I often feel that this blog most be something of a boring read – did this again, did that again, snuck in a bit of the other again – but then I bump into people who tell me that they enjoy reading it and I feel inspired to attack it with renewed vigour. Throwing words out on the internet is a strange thing, because it often feels as if one is dropping a stone into a very large, very deep and probably very empty well, but sometimes things ripple out, and it serves as a reminder that these words, whose purpose is sometimes nebulous, can provide some kind of enjoyment and spark a little interest.

So here we go again, again, trying to make sure that I do actually keep up with this writing, and at this particular moment I am sitting at Bar Baldaccio in Anghiari, so it is not a bad place to be making a resolution to redouble my efforts. Espresso macchiato beside me, two Italians bemoaning Ferrari’s lamentable 2019 Formula One efforts on the next table (I feel your pain), notepad, pencil, watch, cap, sunglasses, all the paraphernalia of the Festival to hand.

By my reckoning this is my ninth year working at the Festival, although I might have miscounted so it is possible that this is my decade fulfilled, and I learn a little more each year about how to go about it.
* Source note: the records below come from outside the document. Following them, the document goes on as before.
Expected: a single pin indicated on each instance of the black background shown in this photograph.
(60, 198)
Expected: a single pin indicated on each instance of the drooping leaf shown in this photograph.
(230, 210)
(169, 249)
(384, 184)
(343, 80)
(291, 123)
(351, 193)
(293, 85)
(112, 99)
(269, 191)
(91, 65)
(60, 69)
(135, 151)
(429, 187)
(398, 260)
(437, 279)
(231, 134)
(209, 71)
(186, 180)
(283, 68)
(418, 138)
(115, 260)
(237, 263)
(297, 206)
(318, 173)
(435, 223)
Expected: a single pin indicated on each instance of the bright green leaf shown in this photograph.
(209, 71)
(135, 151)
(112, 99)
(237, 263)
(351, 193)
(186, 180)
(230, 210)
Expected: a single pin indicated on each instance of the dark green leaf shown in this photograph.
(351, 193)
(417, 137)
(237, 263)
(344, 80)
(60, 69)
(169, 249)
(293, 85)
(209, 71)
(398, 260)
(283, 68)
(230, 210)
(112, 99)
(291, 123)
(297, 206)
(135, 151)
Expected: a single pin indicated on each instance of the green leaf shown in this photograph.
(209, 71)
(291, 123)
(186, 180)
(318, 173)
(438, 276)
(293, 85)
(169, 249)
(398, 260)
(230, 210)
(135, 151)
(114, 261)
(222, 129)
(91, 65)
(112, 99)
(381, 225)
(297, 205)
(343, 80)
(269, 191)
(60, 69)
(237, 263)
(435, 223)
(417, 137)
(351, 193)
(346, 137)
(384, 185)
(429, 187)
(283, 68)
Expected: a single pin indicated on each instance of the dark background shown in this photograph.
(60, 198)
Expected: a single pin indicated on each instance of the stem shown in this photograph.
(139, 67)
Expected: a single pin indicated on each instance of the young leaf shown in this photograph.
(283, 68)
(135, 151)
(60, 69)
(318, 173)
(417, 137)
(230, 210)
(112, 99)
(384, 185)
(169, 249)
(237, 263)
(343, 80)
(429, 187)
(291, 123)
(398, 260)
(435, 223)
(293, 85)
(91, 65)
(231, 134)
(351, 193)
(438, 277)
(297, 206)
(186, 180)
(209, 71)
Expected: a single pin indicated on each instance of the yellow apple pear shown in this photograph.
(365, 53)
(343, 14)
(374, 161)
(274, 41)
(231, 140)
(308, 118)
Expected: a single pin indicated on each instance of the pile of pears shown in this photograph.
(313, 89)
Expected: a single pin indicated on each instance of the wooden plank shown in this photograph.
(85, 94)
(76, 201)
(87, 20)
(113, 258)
There are many wonderful things, of course, such as the music, and food (pictured below) and the company, but it is hard and tiring work with a strange and slightly difficult timetable, so each year I approach it just a little more sensibly, but only a little, and feel better for it.

A study in pleasurable yellow.

It is always a delight to encounter new works in the Festival as well, oddities such as the Concerto for String Quartet and Orchestra by Spohr, as well as classics such as the Op.18 Quartets by Beethoven, and one needs to mention perforce the friendships and the sense of general camaraderie in the town. While I would hesitate to say that any place is entirely perfect, I would have to posit that Anghiari comes pretty close at this time of year.

Tucked away on Wednesday evening is a performance of my Tu Es Petrus, in the garden of Piero della Francesca, no less, in nearby Sansepolcro. This will be an outdoor performance, which is likely to bring with it some challenges in terms of acoustics, so I have added a part for timpani for some extra rhythmic precision, at the wise suggestion of Simon Over, who will be conducting. So the question is, does this count as a premiere?